Published 5:51 pm Wednesday, January 11, 2012

By Jake McCall

By now many of us are going on Day 11 or 12 of our New Year’s resolutions and, don’t worry, I’m not going to ask how they’re going. But, have you ever thought about why we make these promises to ourselves and establish new goals for each new year?

Why do I tell myself I need to exercise, why do I promise that I will take better care of my family, why do I set goals to spend more time reading the Bible and praying more? And also, from a more impersonal angle, why did Michael Jordan, who while he was still playing was already considered the greatest basketball player to ever play the game, keep trying to get better? Why did Einstein continue studying, inventing, working to get smarter? Did you know Beethoven consistently remained displeased with his music? The answers to all of these questions have a common root, and it is that we all know that everything is supposed to be better. I have never met anyone that wants to do something worse this year because they did it so well last year. People may, through prideful attitudes, act like they do no wrong, but everyone, even the most arrogant, knows that it and they should be better. We should be healthier. We should be smarter. We should be kinder. We should be more disciplined. Our country should be working better. Our world should be a better place.

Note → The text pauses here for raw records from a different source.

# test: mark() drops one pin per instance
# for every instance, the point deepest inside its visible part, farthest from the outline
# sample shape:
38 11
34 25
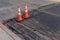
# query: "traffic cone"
19 16
26 15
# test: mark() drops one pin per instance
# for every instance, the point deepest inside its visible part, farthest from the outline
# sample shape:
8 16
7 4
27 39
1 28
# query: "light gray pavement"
4 36
8 8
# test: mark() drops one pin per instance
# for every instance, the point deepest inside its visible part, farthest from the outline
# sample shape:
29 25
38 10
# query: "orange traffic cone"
19 16
26 15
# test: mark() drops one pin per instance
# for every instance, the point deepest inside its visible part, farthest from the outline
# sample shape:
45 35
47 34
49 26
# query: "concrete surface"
8 8
4 35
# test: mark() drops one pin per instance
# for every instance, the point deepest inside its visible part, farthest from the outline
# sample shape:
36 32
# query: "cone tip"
18 6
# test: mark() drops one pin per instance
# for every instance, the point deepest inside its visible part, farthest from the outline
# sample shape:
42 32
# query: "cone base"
26 15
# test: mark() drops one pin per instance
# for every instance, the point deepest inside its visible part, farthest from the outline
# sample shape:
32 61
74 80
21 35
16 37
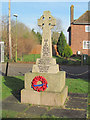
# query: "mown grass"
9 114
29 58
11 85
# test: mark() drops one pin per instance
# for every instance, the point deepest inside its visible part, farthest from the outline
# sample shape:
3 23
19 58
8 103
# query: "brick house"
79 29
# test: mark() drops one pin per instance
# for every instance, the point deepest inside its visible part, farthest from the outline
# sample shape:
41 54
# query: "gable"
84 19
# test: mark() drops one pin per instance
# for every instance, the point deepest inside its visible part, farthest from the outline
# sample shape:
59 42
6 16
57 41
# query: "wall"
78 35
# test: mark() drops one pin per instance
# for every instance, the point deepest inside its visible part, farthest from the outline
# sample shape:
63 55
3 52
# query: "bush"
67 52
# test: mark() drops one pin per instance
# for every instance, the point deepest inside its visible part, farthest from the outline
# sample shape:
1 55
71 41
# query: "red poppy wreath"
39 87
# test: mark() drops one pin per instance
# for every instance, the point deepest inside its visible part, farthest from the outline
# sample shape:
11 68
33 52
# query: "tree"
67 51
58 27
26 40
56 31
61 44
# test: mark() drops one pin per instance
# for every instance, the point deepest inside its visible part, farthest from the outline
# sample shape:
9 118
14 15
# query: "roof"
83 19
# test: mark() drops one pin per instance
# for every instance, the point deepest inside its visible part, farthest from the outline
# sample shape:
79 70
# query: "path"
75 107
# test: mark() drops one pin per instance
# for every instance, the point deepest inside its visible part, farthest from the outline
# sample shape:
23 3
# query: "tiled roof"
83 19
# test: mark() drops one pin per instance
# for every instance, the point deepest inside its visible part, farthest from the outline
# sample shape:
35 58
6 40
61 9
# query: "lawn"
29 58
11 85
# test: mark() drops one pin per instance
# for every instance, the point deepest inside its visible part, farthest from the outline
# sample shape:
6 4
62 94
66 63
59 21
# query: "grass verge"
13 84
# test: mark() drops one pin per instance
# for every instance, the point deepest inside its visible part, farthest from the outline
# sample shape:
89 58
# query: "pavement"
75 107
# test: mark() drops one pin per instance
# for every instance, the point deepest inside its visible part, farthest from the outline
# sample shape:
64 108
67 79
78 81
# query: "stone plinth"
54 95
44 98
56 81
46 65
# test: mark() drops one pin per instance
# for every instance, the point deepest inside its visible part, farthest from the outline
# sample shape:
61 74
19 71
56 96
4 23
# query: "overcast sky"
29 12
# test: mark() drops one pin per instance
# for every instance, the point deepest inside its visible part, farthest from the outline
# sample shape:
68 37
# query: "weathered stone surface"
56 81
46 64
44 98
30 96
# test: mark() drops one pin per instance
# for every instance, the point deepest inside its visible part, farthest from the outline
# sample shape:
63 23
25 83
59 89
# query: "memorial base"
54 95
44 98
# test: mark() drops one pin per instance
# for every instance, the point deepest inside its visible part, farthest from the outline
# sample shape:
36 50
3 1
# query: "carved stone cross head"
46 21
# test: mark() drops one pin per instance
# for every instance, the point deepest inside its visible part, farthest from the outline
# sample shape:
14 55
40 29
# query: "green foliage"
77 85
64 61
61 44
67 51
38 35
9 114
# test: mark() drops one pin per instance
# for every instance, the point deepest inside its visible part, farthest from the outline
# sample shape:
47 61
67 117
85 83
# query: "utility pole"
10 44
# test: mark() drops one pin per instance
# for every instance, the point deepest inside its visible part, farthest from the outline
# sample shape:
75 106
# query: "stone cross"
46 22
46 64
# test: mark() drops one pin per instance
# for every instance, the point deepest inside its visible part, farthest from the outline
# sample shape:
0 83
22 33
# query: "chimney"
71 14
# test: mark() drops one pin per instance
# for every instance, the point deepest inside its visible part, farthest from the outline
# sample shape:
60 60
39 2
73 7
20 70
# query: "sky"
29 12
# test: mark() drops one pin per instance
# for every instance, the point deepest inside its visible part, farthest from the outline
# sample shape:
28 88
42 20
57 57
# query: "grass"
9 114
29 58
11 85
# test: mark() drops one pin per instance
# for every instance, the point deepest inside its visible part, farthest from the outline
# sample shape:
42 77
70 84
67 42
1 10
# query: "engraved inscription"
44 62
43 69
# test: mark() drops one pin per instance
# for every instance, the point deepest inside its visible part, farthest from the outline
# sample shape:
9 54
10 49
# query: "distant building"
79 29
1 51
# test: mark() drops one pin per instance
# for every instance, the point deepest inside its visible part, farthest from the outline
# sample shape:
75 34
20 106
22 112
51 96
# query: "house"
79 29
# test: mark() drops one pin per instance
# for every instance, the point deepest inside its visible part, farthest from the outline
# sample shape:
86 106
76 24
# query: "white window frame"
87 28
2 51
87 45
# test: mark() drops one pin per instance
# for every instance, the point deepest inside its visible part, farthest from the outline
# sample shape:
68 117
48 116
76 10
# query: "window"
87 28
86 44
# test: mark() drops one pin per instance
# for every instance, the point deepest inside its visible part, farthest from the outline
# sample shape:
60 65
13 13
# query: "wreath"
39 87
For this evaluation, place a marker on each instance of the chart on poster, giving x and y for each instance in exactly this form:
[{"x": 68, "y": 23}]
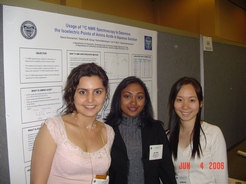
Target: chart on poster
[{"x": 40, "y": 50}]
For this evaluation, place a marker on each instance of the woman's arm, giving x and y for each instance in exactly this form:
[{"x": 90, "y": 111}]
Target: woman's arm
[
  {"x": 219, "y": 154},
  {"x": 42, "y": 156},
  {"x": 167, "y": 173}
]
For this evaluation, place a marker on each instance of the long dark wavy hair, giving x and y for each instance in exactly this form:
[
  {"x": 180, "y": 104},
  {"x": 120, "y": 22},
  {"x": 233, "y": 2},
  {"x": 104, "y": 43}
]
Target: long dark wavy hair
[
  {"x": 115, "y": 115},
  {"x": 174, "y": 120},
  {"x": 83, "y": 70}
]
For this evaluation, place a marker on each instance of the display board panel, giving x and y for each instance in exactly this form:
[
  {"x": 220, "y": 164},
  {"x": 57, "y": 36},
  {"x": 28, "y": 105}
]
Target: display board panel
[{"x": 41, "y": 48}]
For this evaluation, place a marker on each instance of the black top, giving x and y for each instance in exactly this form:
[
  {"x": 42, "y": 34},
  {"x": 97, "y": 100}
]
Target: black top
[{"x": 154, "y": 170}]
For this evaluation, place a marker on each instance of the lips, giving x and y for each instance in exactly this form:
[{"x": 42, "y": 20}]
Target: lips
[
  {"x": 89, "y": 106},
  {"x": 132, "y": 109}
]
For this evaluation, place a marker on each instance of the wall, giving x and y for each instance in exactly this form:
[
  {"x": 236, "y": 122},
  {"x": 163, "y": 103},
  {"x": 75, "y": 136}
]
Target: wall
[{"x": 215, "y": 18}]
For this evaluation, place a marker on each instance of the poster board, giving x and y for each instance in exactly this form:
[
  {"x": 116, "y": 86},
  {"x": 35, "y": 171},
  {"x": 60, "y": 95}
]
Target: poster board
[{"x": 41, "y": 48}]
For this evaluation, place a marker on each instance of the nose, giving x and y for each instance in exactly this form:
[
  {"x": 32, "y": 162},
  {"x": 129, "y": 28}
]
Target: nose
[
  {"x": 90, "y": 97},
  {"x": 133, "y": 101},
  {"x": 185, "y": 105}
]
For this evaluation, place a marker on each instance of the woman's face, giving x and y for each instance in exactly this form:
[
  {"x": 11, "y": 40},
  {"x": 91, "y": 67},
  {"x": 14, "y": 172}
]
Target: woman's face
[
  {"x": 186, "y": 104},
  {"x": 132, "y": 100},
  {"x": 89, "y": 96}
]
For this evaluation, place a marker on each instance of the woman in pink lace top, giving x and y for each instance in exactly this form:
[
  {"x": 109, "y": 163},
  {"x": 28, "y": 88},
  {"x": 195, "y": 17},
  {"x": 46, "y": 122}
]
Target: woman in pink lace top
[{"x": 75, "y": 148}]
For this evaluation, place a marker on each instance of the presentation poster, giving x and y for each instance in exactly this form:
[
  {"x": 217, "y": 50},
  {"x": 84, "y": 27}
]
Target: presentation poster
[{"x": 41, "y": 48}]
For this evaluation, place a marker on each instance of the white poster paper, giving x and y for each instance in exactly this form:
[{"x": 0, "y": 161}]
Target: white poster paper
[{"x": 41, "y": 48}]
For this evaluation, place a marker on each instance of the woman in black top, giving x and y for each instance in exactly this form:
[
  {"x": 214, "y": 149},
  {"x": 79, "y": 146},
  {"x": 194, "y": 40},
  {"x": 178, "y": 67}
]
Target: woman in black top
[{"x": 140, "y": 152}]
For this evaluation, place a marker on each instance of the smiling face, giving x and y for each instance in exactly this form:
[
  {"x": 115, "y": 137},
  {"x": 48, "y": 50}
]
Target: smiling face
[
  {"x": 89, "y": 96},
  {"x": 132, "y": 100},
  {"x": 187, "y": 104}
]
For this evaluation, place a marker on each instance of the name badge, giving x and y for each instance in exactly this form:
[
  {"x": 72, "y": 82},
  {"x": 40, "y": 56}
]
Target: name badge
[
  {"x": 100, "y": 180},
  {"x": 182, "y": 179},
  {"x": 155, "y": 152}
]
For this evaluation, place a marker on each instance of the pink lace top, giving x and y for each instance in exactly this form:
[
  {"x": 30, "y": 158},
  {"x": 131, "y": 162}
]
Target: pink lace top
[{"x": 71, "y": 164}]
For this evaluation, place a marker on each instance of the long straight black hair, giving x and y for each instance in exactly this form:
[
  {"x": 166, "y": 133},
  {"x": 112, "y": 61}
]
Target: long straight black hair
[
  {"x": 115, "y": 115},
  {"x": 174, "y": 120}
]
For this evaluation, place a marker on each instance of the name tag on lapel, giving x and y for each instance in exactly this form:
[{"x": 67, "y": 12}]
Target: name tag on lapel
[{"x": 155, "y": 152}]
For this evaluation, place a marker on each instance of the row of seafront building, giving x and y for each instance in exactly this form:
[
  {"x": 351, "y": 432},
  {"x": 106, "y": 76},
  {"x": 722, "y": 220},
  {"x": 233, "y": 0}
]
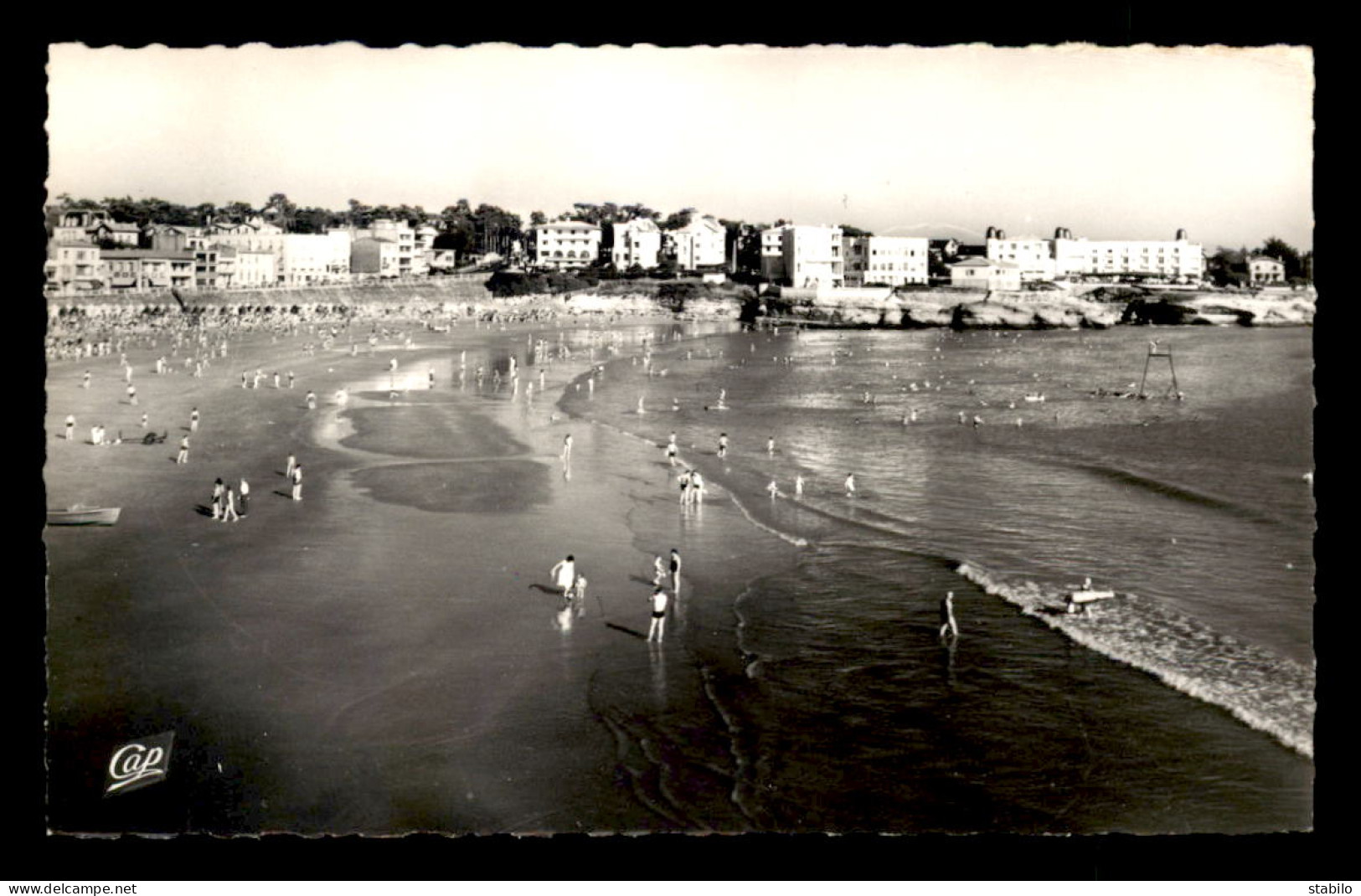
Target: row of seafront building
[
  {"x": 821, "y": 256},
  {"x": 91, "y": 252}
]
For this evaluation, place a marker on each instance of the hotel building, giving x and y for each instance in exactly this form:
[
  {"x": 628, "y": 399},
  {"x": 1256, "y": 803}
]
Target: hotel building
[
  {"x": 885, "y": 260},
  {"x": 564, "y": 244}
]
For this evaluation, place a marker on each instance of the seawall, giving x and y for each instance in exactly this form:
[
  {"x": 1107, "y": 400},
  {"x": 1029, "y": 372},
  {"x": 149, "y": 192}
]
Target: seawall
[{"x": 1095, "y": 306}]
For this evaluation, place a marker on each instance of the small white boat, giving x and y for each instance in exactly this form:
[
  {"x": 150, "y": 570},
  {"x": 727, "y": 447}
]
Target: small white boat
[{"x": 80, "y": 515}]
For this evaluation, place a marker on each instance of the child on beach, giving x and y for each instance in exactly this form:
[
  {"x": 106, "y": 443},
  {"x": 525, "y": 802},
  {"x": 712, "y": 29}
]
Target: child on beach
[
  {"x": 565, "y": 575},
  {"x": 659, "y": 613}
]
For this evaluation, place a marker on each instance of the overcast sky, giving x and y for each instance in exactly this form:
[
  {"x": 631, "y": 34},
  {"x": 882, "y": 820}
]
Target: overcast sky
[{"x": 1108, "y": 142}]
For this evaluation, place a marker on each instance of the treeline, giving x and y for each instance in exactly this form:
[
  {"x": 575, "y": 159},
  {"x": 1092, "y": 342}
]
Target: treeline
[{"x": 461, "y": 226}]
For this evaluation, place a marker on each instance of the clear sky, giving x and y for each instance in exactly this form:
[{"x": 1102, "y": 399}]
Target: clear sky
[{"x": 1108, "y": 142}]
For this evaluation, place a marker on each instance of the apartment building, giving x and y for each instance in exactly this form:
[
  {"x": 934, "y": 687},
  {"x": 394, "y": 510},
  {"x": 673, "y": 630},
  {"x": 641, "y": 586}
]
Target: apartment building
[
  {"x": 91, "y": 226},
  {"x": 802, "y": 255},
  {"x": 214, "y": 265},
  {"x": 564, "y": 244},
  {"x": 410, "y": 252},
  {"x": 885, "y": 260},
  {"x": 700, "y": 244},
  {"x": 1030, "y": 255},
  {"x": 255, "y": 269},
  {"x": 1263, "y": 269},
  {"x": 979, "y": 273},
  {"x": 75, "y": 267},
  {"x": 312, "y": 259},
  {"x": 1172, "y": 259},
  {"x": 374, "y": 256},
  {"x": 635, "y": 243},
  {"x": 141, "y": 270}
]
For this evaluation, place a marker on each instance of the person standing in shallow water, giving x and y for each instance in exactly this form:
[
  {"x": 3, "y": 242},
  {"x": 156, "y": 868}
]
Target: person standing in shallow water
[
  {"x": 949, "y": 628},
  {"x": 565, "y": 575},
  {"x": 659, "y": 615},
  {"x": 675, "y": 571}
]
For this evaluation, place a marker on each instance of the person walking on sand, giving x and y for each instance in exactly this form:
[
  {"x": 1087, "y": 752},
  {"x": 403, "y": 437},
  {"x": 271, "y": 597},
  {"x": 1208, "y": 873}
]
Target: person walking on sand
[
  {"x": 229, "y": 507},
  {"x": 675, "y": 571},
  {"x": 947, "y": 626},
  {"x": 659, "y": 613},
  {"x": 565, "y": 575}
]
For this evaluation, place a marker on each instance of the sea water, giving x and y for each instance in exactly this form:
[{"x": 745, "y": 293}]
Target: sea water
[{"x": 1006, "y": 469}]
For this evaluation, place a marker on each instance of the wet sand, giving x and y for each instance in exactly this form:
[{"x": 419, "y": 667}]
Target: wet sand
[{"x": 385, "y": 655}]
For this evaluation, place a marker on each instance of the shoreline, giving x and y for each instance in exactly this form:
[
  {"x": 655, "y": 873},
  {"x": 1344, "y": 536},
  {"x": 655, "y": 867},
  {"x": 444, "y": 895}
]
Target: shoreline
[
  {"x": 300, "y": 636},
  {"x": 444, "y": 306}
]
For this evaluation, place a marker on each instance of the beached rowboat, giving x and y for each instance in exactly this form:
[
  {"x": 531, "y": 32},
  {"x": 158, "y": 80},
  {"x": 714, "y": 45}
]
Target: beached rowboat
[{"x": 80, "y": 515}]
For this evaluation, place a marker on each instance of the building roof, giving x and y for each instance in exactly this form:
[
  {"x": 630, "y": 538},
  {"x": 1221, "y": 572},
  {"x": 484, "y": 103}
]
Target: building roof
[
  {"x": 146, "y": 254},
  {"x": 568, "y": 225},
  {"x": 977, "y": 262}
]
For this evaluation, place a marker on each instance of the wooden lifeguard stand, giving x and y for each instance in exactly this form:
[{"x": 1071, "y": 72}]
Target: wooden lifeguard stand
[{"x": 1160, "y": 353}]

This isn’t to attack your self-esteem or self-worth or try to promote discontentment, but simply to say that we as an imperfect, completely flawed people have perfection as our standard. Where do we get that standard? Why do we feel that way? We feel that way because there is a part of us that has a glimpse into the Garden of Eden, where mankind, along with everything else, was originally created perfectly good. We, as a human race, weren’t originally created to die, get sick, or ever helplessly watch any of that take place. Adam wasn’t originally created to watch Eve die. Eve wasn’t originally created to watch Adam die. In Philippians 3:11, Paul expresses his lifetime goal by saying, “that by any means possible may I attain the resurrection of the dead.” So why does Paul long for the resurrection of the dead? Because he is just like us and he knows everything is supposed to be better. He is longing to go back to how mankind was originally created. In other words, because of what Christ has accomplished and attained on behalf of Paul, he longs for what Christ’s work will one day bring to him.

God has placed in us a knowledge of that which is perfect. In all of us there is a knowledge of God and a knowledge of the perfection that He is. C.S. Lewis understood this and put his longings in this way, “I find in myself desires which nothing in this earth can satisfy, the only logical explanation is that I was made for another world.” Paul also tells us that during his life on earth that he presses on toward this goal of the upward call of God. This doesn’t mean he is out looking for death; it means Paul knows that a life with Christ is a way in which the Perfect comes down to the imperfect.

King David says in Psalm 34:8, “Taste and see that the Lord is good.” A life with Christ allows us to taste the goodness and perfection of God in the midst of all the imperfection in which we live. When Christ becomes our Savior and our faith is put in Him; when we look to Him who is able to give us wisdom; when we are in the Scriptures, in prayer, in worship, we, the imperfect, get to experience the perfect. We are getting a taste of what is to come.

We pray in our “Lord’s Prayer” for the Kingdom to come to earth as it is in heaven. At that point we are humbly expressing our hope and need for the Perfect to invade our imperfect lives.